Senegal just outlawed the use of plastic cups and water sachets. Kenya banned single-use plastics from the country's protected areas in June. These herculean efforts are stemming the tide of plastic waste across the African continent. But we must be vigilant.

Our concern for vulnerable economies -- in Africa, Asia and elsewhere -- comes from watching a major shift take place in the global trade in plastic waste. The change is heaping pressure on countries that are poorly equipped to cope with the tsunami of plastic waste arriving on their doorstep.

The shift began in 2018, when China banned imports of plastic waste. Rich nations scrambled to find new countries to take their waste. Southeast Asia emerged as the destination of choice. But the region's recycling industry can't cope with the influx, especially because the plastic they receive is often the hardest to recycle.

The impacts are devastating. Failure to recycle or dispose of plastic waste properly leads to a nasty cocktail of health problems. Burning plastic waste in open-air pits releases toxic gases that cause cancer, heart disease, asthma, emphysema and damage to our nervous systems. Industrial incineration also devastates lives.

Unless we address this crisis, the trade in plastic waste will increasingly harm people in low and middle-income countries. Only 9% of plastic waste is recycled. Yet production is set to quadruple by 2050 from 2016 levels as companies seek to expand the plastics market into low and middle-income countries.

Encouragingly, Asian nations are pushing back. Last year, Cambodia returned 83 shipping containers full of waste to the US and Canada with a message that "Cambodia is not a dustbin". Indonesia sent back hundreds of shipping containers because they were hiding plastic waste.

Islands like Fiji, the Marshall Islands, Samoa, Grenada and other Caribbean and Pacific island countries are also vulnerable to marine litter, with plastic a leading culprit. Many are taking the lead in saying enough is enough.

And, encouragingly, there are also signs that some of the world's richest countries are waking up to the crisis too -- in 2018, Norway championed that legally binding action be taken at the global level to control transboundary movements of plastic waste. Australia, for instance, recently announced plans to ban exports of plastic waste.

Rich nations must take a long, hard look in the mirror. The countries which create the bulk of the world's plastic waste have a duty to prevent, reduce and clean up their mess. This is about much more than building more recycling plants. It is about designing products in a way that reduces waste.

It is about educating consumers so they spurn unnecessary plastics. It is about not using the developing world as a dumping ground for plastic waste. And it is about getting trade agreements right.

Governments must pursue trade deals that encourage progress on, rather than undermine action on, the three planetary crises -- the climate crisis, the nature crisis and the pollution crisis. Too often, trade and environmental issues are discussed in silos, with environmental concerns sidelined or mischaracterised in trade agreements and trade sidelined or mischaracterised in environmental agreements.

Trade deals are a real opportunity to encourage the uptake of environmentally sound technologies, more robust environmental standards and circular economies that promote green exports and improve returns from green value chains. We believe the world is turning a corner. At the UN Environment Assembly, governments have resolved to work together on the plastic pollution in our seas.

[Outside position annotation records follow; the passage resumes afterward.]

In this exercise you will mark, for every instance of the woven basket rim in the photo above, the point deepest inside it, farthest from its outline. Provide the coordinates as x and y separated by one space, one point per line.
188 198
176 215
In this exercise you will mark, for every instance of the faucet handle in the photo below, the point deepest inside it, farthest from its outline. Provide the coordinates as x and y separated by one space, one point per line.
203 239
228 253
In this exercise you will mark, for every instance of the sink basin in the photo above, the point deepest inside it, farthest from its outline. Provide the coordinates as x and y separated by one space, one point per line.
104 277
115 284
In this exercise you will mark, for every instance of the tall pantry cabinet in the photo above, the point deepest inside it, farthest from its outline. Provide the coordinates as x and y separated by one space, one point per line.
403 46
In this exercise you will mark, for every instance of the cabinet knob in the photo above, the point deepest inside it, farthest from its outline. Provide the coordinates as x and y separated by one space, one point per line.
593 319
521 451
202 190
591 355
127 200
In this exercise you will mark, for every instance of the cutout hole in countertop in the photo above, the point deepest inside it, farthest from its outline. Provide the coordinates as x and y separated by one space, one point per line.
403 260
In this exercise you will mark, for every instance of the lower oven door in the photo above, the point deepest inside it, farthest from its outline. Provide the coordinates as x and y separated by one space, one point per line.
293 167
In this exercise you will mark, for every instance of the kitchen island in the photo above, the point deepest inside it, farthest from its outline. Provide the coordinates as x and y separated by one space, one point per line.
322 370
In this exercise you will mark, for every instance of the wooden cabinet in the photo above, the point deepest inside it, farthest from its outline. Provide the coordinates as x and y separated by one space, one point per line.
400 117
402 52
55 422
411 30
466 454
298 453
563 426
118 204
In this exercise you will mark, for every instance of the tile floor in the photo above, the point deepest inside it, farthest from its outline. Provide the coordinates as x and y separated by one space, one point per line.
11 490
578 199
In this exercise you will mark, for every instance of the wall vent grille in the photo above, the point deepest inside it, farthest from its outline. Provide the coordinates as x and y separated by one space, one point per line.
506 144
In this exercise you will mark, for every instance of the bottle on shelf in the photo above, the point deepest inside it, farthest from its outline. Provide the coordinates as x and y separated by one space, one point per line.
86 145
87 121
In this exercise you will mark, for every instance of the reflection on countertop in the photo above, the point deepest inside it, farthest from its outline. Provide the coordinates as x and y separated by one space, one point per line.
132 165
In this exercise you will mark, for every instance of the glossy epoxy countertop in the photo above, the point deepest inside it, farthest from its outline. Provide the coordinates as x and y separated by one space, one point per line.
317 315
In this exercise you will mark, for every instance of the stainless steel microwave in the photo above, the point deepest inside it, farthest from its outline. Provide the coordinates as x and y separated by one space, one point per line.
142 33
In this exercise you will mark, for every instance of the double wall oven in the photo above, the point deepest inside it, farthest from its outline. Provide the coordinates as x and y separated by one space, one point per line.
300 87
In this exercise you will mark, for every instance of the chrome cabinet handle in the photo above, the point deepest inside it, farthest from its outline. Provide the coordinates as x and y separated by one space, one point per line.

At the World Trade Organization, several countries have expressed interest in addressing the environmental issues related to trade, including plastic pollution.

The hard-won Plastics Waste Amendments to the Basel Convention -- the international treaty regulating the transboundary movement of hazardous wastes and other wastes requiring special consideration -- will further strengthen regulation. From 2021, plastic waste that is not sorted, clean, uncontaminated and easy to recycle will require the consent of importing and transit countries.

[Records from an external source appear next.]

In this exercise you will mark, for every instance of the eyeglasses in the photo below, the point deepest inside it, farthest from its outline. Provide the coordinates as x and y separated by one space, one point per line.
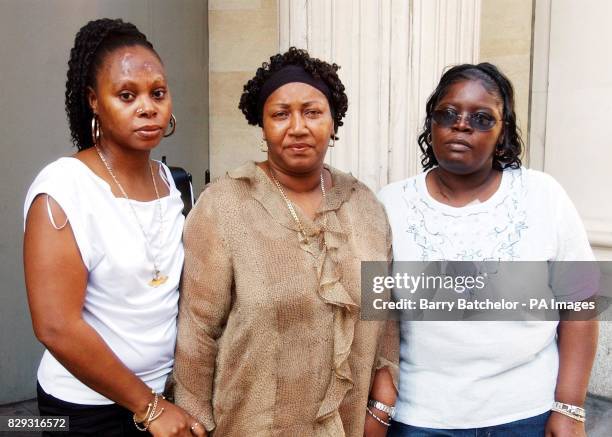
480 121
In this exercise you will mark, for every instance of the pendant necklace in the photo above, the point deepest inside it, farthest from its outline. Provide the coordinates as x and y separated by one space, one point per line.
291 208
158 278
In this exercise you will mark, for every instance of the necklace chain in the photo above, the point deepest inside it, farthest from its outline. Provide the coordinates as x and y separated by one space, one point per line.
158 278
290 204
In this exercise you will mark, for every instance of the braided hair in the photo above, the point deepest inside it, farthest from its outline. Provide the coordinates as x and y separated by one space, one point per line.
508 151
315 67
92 43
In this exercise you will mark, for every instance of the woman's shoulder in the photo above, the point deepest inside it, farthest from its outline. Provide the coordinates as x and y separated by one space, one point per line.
62 168
65 173
538 182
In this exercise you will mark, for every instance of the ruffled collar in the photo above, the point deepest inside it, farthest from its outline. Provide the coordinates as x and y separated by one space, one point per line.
267 194
330 289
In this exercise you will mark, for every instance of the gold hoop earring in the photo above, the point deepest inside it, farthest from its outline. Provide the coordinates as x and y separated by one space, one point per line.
95 130
172 124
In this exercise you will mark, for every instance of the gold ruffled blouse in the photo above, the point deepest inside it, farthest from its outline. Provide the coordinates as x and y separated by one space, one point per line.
270 341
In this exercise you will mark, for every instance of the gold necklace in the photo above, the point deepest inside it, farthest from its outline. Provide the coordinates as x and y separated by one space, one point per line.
297 220
158 278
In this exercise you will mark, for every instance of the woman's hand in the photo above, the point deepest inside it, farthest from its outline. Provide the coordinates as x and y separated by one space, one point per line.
373 428
559 425
175 422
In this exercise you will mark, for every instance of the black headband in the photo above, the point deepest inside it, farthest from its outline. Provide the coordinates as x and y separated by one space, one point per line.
288 74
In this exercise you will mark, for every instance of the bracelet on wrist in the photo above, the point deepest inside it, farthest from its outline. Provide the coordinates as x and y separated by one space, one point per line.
151 413
573 411
371 413
388 409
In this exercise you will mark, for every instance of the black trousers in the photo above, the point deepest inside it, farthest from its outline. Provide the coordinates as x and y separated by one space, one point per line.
88 420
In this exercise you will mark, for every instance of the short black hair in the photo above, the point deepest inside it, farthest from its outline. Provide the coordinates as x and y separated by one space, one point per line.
92 43
317 68
508 151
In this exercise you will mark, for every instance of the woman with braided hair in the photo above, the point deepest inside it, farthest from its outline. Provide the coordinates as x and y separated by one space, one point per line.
102 248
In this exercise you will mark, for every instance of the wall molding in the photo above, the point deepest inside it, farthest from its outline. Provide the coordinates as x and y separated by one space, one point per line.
391 54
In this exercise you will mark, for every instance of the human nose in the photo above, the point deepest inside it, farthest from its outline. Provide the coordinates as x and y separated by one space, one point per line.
147 108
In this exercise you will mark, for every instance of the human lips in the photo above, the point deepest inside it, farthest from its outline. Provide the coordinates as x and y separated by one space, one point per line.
298 147
149 131
458 145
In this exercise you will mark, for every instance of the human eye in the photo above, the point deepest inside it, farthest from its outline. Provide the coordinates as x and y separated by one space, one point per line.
280 115
483 119
313 112
160 93
445 116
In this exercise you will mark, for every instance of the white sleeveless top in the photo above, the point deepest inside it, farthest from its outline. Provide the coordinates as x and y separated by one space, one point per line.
137 321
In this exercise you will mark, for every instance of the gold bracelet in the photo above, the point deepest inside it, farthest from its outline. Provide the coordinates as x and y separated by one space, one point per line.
377 418
146 416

The European Union has already begun the process and is expected to adopt a law implementing this decision before the end of this year. This progress must not be rolled back. The call to action is clear: place the environment at the heart of our decisionmaking, and move from resolutions to action.

Inger Andersen is the Executive Director of the United Nations Environment Programme, Pamela Coke-Hamilton is the Executive Director of the International Trade Centre.